A group of scientists including a Northwestern Medicine investigator has discovered a link between a genetic mutation and a rare condition in which a common virus enters the brainstem and causes brain swelling, according to the study published in Cell.
Gregory Smith, PhD, professor of Microbiology-Immunology, was a co-author of the paper, which found mutations in a gene called DBR1 caused brainstem cells to be more susceptible to infection by herpes simplex virus 1 (HSV1), findings that shed light on the mysterious origin of viral infections of the central nervous system, according to the study.
HSV1 is a common inhabitant of the nervous system, but in most people it is restricted to the peripheral nervous system from which it sometimes remerges to cause cold sores. And yet, in rare cases, the virus spreads beyond the peripheral nerves and traffics along the neural circuitry into the brain.
When they occur, viral brain infections can cause encephalitis — severe swelling of the brain — and often strike otherwise healthy children. Lack of forewarning and little knowledge about who is at risk result in high mortality rates, according to the study.
To investigate a possible genetic cause, Smith and his collaborators evaluated seven patients with confirmed or suspected brainstem viral encephalitis caused by HSV1, finding DBR1 mutations in five of the encephalitis patients but not in any of their 29 healthy relatives, who were also tested.
According to the study, presence of these DBR1 mutations was also correlated with accumulation of lariats — discarded byproducts of RNA splicing — that spiked during HSV1 infection, and DBR1 was highly expressed in the brainstem and spinal cord.
In laboratory models using yeast, these phenomena were reversed by replacing the mutated DBR1 with the standard DBR1, suggesting the mutated DBR1 genotype caused the susceptibility to viral infection.
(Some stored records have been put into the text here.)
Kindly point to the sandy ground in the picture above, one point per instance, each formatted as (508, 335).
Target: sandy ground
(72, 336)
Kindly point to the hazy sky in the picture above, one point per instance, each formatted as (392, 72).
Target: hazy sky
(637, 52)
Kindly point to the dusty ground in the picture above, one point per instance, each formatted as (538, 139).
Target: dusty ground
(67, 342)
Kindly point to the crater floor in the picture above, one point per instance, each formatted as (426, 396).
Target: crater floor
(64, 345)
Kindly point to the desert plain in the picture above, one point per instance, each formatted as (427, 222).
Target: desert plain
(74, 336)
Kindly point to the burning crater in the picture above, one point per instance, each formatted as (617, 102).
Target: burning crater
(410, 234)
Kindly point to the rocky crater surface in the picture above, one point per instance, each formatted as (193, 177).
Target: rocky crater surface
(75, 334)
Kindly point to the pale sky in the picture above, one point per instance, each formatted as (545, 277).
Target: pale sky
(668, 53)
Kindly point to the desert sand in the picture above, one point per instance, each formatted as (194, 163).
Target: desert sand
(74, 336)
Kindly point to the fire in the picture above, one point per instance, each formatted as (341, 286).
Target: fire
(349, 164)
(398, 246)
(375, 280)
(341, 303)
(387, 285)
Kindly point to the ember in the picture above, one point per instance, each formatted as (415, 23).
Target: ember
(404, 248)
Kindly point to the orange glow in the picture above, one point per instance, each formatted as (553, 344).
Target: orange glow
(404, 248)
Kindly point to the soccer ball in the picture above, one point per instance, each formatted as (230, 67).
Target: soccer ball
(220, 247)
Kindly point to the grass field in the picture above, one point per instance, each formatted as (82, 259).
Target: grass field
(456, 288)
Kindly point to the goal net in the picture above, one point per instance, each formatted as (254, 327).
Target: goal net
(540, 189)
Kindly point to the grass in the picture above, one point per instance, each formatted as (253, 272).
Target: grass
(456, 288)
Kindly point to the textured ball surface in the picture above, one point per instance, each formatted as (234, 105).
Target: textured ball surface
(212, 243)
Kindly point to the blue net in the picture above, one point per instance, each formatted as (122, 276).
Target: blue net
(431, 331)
This study marks the first time a genetic cause for brainstem viral encephalitis has been identified, according to the study.
Furthermore, the findings suggest the abundance of lariats has an impact on immune response in brainstem cells, lending weight to the theory that single-gene mutations can cause cell-specific deficits in immune response.
Because DBR1 is highly expressed in the brainstem, it disrupted immunity in a small, specific set of cells, which suggests that repairing these cell-specific mechanisms could be critical for controlling viral illnesses such as brainstem viral encephalitis, according to the study.
However, further studies are required to fully understand the mechanisms by which DBR1 affects antiviral defense in brainstem cells before a therapy could be developed, according to the authors.
Smith is also a member of the Robert H. Lurie Comprehensive Cancer Center of Northwestern University.
This work was funded in part by the National Center for Advancing Translational Sciences, National Institutes of Health (NIH), Clinical and Translational Science Award program grant number 8UL1TR000043, NIH grants 5R21NS084255, 5R01AI088364 and 5R01NS072381, Agence Nationale de la Recherche (ANR) grants HSEIEIER and ANR-10-LABX-62-IBEID,D.I.M. Pathologies infectieuses humaines award DIM150012, Starr Foundation Tri-Institutional Stem Cell Initiative grant 2014-005, Japan Society for the Promotion of Science grant 16H05355, a grant from the Japanese Agency for Medical Research and Development, AMED, the Rockefeller University, INSERM, Paris Descartes University and the St Giles Foundation.